Suspicious as ever, I was wondering about a cover-up. 'Did you inspect the bodies, Alexas?'

'I saw some. 'Inspect' is too strong a word. We had a man felled by one of those end fmials off roofs-' Alexas went out to his wound dressing area, rooted under a counter and produced the guilty party: it was a dead-weight lump in the shape of a four-sided arch- a miniature tetra pylon with a ball on top. He dumped it in my arms and I staggered slightly.

'Yes, that could dent your skull!' I shed it fast, onto the shelf. 'You keeping it for something?'

'Make a nice bird hut.' Alexas grinned. People on building sites are always snaffling materials for their own domestic purposes. I noticed one of the four legs was stained. 'Sparrows won't notice a bit of blood, Falco!'

'Hmm… Any other mishaps?'

'A slab of uncut marble flattened someone. The marble supervisor was furious that it got damaged; he said it was priceless.'

'A heartless swine?'

'He reacted without thinking, I suppose. Then another man got swiped with a spade in a fight last week.'

'Unusual?'

'Unfortunately not. Construction sites are always full of tools- and hot-headed men who can wield them skilfully.'

'I came across a spade killing in Rome before I left,' I said, again thinking of Stephanus being swiped and stuffed under Pa's new mosaic.

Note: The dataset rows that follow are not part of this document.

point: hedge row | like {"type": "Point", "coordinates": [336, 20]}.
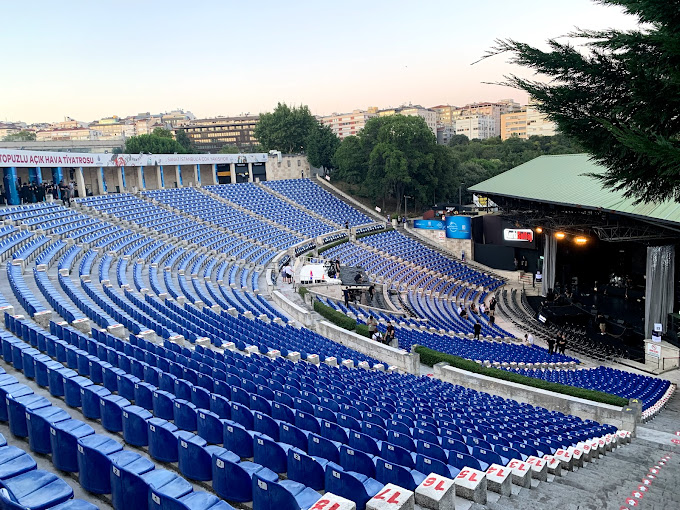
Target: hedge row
{"type": "Point", "coordinates": [373, 232]}
{"type": "Point", "coordinates": [430, 357]}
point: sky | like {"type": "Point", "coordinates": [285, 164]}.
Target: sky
{"type": "Point", "coordinates": [93, 59]}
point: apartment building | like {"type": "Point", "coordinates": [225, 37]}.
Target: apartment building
{"type": "Point", "coordinates": [347, 124]}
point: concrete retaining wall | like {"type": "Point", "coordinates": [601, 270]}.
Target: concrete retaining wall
{"type": "Point", "coordinates": [296, 312]}
{"type": "Point", "coordinates": [404, 361]}
{"type": "Point", "coordinates": [625, 418]}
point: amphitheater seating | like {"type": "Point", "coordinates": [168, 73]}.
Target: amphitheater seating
{"type": "Point", "coordinates": [198, 402]}
{"type": "Point", "coordinates": [314, 197]}
{"type": "Point", "coordinates": [610, 380]}
{"type": "Point", "coordinates": [257, 200]}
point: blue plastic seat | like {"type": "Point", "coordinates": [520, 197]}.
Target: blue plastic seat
{"type": "Point", "coordinates": [487, 456]}
{"type": "Point", "coordinates": [292, 435]}
{"type": "Point", "coordinates": [162, 440]}
{"type": "Point", "coordinates": [94, 464]}
{"type": "Point", "coordinates": [17, 407]}
{"type": "Point", "coordinates": [163, 404]}
{"type": "Point", "coordinates": [402, 476]}
{"type": "Point", "coordinates": [269, 453]}
{"type": "Point", "coordinates": [286, 494]}
{"type": "Point", "coordinates": [14, 461]}
{"type": "Point", "coordinates": [397, 455]}
{"type": "Point", "coordinates": [334, 432]}
{"type": "Point", "coordinates": [34, 490]}
{"type": "Point", "coordinates": [306, 469]}
{"type": "Point", "coordinates": [164, 488]}
{"type": "Point", "coordinates": [64, 437]}
{"type": "Point", "coordinates": [266, 425]}
{"type": "Point", "coordinates": [16, 390]}
{"type": "Point", "coordinates": [195, 456]}
{"type": "Point", "coordinates": [128, 489]}
{"type": "Point", "coordinates": [357, 461]}
{"type": "Point", "coordinates": [426, 464]}
{"type": "Point", "coordinates": [232, 479]}
{"type": "Point", "coordinates": [184, 415]}
{"type": "Point", "coordinates": [318, 446]}
{"type": "Point", "coordinates": [135, 427]}
{"type": "Point", "coordinates": [238, 439]}
{"type": "Point", "coordinates": [210, 427]}
{"type": "Point", "coordinates": [111, 409]}
{"type": "Point", "coordinates": [220, 405]}
{"type": "Point", "coordinates": [144, 395]}
{"type": "Point", "coordinates": [75, 504]}
{"type": "Point", "coordinates": [349, 485]}
{"type": "Point", "coordinates": [91, 397]}
{"type": "Point", "coordinates": [39, 421]}
{"type": "Point", "coordinates": [72, 387]}
{"type": "Point", "coordinates": [198, 500]}
{"type": "Point", "coordinates": [462, 460]}
{"type": "Point", "coordinates": [56, 378]}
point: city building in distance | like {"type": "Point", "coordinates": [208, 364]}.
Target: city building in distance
{"type": "Point", "coordinates": [526, 123]}
{"type": "Point", "coordinates": [210, 135]}
{"type": "Point", "coordinates": [347, 124]}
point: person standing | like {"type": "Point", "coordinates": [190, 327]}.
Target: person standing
{"type": "Point", "coordinates": [562, 344]}
{"type": "Point", "coordinates": [602, 322]}
{"type": "Point", "coordinates": [551, 345]}
{"type": "Point", "coordinates": [389, 334]}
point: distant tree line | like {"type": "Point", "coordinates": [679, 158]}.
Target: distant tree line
{"type": "Point", "coordinates": [398, 156]}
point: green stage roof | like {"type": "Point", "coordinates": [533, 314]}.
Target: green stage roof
{"type": "Point", "coordinates": [563, 180]}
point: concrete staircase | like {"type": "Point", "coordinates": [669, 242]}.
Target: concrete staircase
{"type": "Point", "coordinates": [605, 483]}
{"type": "Point", "coordinates": [348, 199]}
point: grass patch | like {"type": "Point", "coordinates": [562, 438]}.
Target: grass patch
{"type": "Point", "coordinates": [362, 329]}
{"type": "Point", "coordinates": [431, 357]}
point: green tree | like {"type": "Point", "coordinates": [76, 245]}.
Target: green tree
{"type": "Point", "coordinates": [350, 161]}
{"type": "Point", "coordinates": [321, 146]}
{"type": "Point", "coordinates": [153, 144]}
{"type": "Point", "coordinates": [396, 156]}
{"type": "Point", "coordinates": [618, 96]}
{"type": "Point", "coordinates": [285, 129]}
{"type": "Point", "coordinates": [458, 140]}
{"type": "Point", "coordinates": [21, 136]}
{"type": "Point", "coordinates": [162, 133]}
{"type": "Point", "coordinates": [229, 149]}
{"type": "Point", "coordinates": [184, 140]}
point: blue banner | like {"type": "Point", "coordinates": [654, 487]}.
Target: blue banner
{"type": "Point", "coordinates": [429, 224]}
{"type": "Point", "coordinates": [458, 227]}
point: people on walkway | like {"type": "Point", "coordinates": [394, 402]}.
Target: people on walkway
{"type": "Point", "coordinates": [562, 344]}
{"type": "Point", "coordinates": [372, 325]}
{"type": "Point", "coordinates": [389, 334]}
{"type": "Point", "coordinates": [551, 345]}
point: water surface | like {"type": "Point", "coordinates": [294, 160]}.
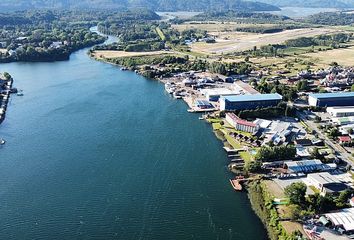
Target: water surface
{"type": "Point", "coordinates": [96, 153]}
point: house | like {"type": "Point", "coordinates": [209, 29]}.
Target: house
{"type": "Point", "coordinates": [344, 139]}
{"type": "Point", "coordinates": [240, 124]}
{"type": "Point", "coordinates": [303, 142]}
{"type": "Point", "coordinates": [325, 183]}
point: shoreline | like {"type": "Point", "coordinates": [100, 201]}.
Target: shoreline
{"type": "Point", "coordinates": [250, 194]}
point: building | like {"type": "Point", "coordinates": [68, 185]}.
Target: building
{"type": "Point", "coordinates": [240, 124]}
{"type": "Point", "coordinates": [325, 183]}
{"type": "Point", "coordinates": [341, 111]}
{"type": "Point", "coordinates": [344, 139]}
{"type": "Point", "coordinates": [242, 102]}
{"type": "Point", "coordinates": [343, 218]}
{"type": "Point", "coordinates": [244, 88]}
{"type": "Point", "coordinates": [215, 93]}
{"type": "Point", "coordinates": [307, 166]}
{"type": "Point", "coordinates": [331, 99]}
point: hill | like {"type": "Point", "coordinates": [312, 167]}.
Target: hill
{"type": "Point", "coordinates": [312, 3]}
{"type": "Point", "coordinates": [158, 5]}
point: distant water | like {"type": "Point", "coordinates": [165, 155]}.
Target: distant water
{"type": "Point", "coordinates": [96, 153]}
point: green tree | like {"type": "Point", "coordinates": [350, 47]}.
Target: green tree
{"type": "Point", "coordinates": [296, 193]}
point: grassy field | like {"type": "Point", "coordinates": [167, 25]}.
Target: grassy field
{"type": "Point", "coordinates": [237, 41]}
{"type": "Point", "coordinates": [343, 56]}
{"type": "Point", "coordinates": [212, 26]}
{"type": "Point", "coordinates": [161, 34]}
{"type": "Point", "coordinates": [116, 54]}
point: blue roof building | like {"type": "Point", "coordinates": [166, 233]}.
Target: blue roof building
{"type": "Point", "coordinates": [243, 102]}
{"type": "Point", "coordinates": [331, 99]}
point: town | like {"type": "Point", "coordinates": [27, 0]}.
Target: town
{"type": "Point", "coordinates": [305, 145]}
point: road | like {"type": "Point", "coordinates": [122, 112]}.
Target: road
{"type": "Point", "coordinates": [338, 149]}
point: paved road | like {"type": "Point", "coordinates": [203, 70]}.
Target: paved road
{"type": "Point", "coordinates": [339, 150]}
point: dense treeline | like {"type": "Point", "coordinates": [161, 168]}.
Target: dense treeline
{"type": "Point", "coordinates": [158, 5]}
{"type": "Point", "coordinates": [46, 35]}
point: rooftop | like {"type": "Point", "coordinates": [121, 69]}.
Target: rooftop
{"type": "Point", "coordinates": [255, 97]}
{"type": "Point", "coordinates": [332, 95]}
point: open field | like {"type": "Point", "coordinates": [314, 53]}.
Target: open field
{"type": "Point", "coordinates": [236, 41]}
{"type": "Point", "coordinates": [212, 26]}
{"type": "Point", "coordinates": [116, 54]}
{"type": "Point", "coordinates": [343, 56]}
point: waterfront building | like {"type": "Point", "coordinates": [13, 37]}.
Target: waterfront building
{"type": "Point", "coordinates": [244, 88]}
{"type": "Point", "coordinates": [307, 166]}
{"type": "Point", "coordinates": [341, 111]}
{"type": "Point", "coordinates": [214, 94]}
{"type": "Point", "coordinates": [331, 99]}
{"type": "Point", "coordinates": [242, 102]}
{"type": "Point", "coordinates": [343, 218]}
{"type": "Point", "coordinates": [325, 183]}
{"type": "Point", "coordinates": [240, 124]}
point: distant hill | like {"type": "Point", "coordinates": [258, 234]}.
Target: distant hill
{"type": "Point", "coordinates": [158, 5]}
{"type": "Point", "coordinates": [311, 3]}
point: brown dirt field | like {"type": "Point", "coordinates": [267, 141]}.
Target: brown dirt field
{"type": "Point", "coordinates": [212, 26]}
{"type": "Point", "coordinates": [344, 56]}
{"type": "Point", "coordinates": [116, 54]}
{"type": "Point", "coordinates": [244, 41]}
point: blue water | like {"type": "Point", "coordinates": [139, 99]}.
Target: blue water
{"type": "Point", "coordinates": [96, 153]}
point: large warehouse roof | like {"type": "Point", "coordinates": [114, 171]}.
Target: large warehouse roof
{"type": "Point", "coordinates": [332, 95]}
{"type": "Point", "coordinates": [255, 97]}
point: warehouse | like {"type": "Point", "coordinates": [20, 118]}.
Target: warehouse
{"type": "Point", "coordinates": [343, 218]}
{"type": "Point", "coordinates": [331, 99]}
{"type": "Point", "coordinates": [240, 124]}
{"type": "Point", "coordinates": [325, 183]}
{"type": "Point", "coordinates": [215, 93]}
{"type": "Point", "coordinates": [243, 102]}
{"type": "Point", "coordinates": [341, 111]}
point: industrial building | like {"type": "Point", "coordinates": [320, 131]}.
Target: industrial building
{"type": "Point", "coordinates": [343, 218]}
{"type": "Point", "coordinates": [242, 102]}
{"type": "Point", "coordinates": [244, 88]}
{"type": "Point", "coordinates": [240, 124]}
{"type": "Point", "coordinates": [307, 166]}
{"type": "Point", "coordinates": [214, 94]}
{"type": "Point", "coordinates": [331, 99]}
{"type": "Point", "coordinates": [325, 183]}
{"type": "Point", "coordinates": [341, 111]}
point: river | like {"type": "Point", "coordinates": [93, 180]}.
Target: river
{"type": "Point", "coordinates": [93, 152]}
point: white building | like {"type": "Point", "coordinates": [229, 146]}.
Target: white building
{"type": "Point", "coordinates": [240, 124]}
{"type": "Point", "coordinates": [214, 94]}
{"type": "Point", "coordinates": [325, 183]}
{"type": "Point", "coordinates": [341, 111]}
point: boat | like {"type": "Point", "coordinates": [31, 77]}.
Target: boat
{"type": "Point", "coordinates": [236, 184]}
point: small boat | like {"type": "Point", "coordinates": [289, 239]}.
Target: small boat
{"type": "Point", "coordinates": [236, 184]}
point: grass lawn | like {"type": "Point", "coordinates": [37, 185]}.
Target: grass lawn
{"type": "Point", "coordinates": [246, 156]}
{"type": "Point", "coordinates": [161, 34]}
{"type": "Point", "coordinates": [216, 126]}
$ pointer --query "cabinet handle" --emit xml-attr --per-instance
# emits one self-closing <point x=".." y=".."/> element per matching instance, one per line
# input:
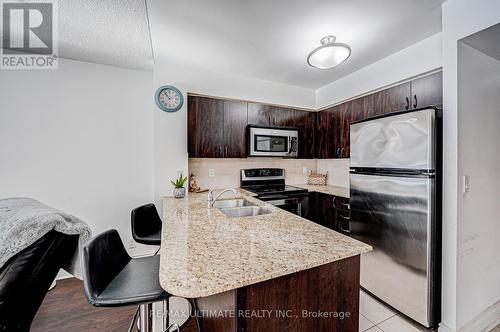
<point x="347" y="205"/>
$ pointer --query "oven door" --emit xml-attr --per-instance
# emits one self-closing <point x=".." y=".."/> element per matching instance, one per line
<point x="295" y="205"/>
<point x="272" y="142"/>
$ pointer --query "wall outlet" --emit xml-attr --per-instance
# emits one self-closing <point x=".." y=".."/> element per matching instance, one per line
<point x="465" y="184"/>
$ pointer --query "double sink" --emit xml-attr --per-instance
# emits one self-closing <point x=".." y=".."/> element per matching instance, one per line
<point x="239" y="207"/>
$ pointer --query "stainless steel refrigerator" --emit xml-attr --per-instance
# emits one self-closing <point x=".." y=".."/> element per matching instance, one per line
<point x="395" y="190"/>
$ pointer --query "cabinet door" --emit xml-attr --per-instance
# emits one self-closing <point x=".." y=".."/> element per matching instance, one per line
<point x="391" y="100"/>
<point x="342" y="215"/>
<point x="342" y="132"/>
<point x="327" y="211"/>
<point x="305" y="122"/>
<point x="325" y="129"/>
<point x="363" y="108"/>
<point x="427" y="91"/>
<point x="258" y="114"/>
<point x="205" y="127"/>
<point x="235" y="123"/>
<point x="268" y="115"/>
<point x="282" y="116"/>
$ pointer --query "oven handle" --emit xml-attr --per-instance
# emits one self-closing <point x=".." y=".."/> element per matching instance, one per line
<point x="273" y="197"/>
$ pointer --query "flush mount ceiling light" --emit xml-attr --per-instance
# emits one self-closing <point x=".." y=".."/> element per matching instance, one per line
<point x="329" y="54"/>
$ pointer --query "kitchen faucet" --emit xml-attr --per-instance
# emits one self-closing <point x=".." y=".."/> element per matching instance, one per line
<point x="211" y="199"/>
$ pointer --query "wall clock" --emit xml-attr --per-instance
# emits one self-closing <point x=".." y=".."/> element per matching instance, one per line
<point x="169" y="98"/>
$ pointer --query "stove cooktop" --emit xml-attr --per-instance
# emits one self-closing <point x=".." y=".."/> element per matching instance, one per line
<point x="274" y="189"/>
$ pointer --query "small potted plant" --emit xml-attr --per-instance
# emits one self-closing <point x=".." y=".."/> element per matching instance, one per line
<point x="179" y="190"/>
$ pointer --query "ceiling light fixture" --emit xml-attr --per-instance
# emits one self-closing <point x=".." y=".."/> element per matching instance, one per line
<point x="329" y="54"/>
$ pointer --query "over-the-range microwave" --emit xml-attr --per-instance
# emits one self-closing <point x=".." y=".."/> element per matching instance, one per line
<point x="272" y="142"/>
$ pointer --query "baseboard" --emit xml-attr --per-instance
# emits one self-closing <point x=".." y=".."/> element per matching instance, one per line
<point x="484" y="322"/>
<point x="444" y="328"/>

'I've seen plenty,' scoffed Alexas. 'Axe-deaths. Crane decapitations. Drownings, crushings, leg and arm amputations '

'All these have happened on the palace scheme?' I was horrified.

'No, Falco. Some have happened. Others may yet.'

'A man was stabbed, I hear? Knife fight. Drink involved.'

'So I believe. I heard it happened in the town. The body was not brought here.' He was patient, but he thought me a time-waster.

'Alexas, don't misread me. I'm not looking for trouble. I just heard that the death count was too high here and it might be significant.'

'Significant of what? Slack management?'

Well, that would do as an explanation until I found a more precise definition. If that was ever possible.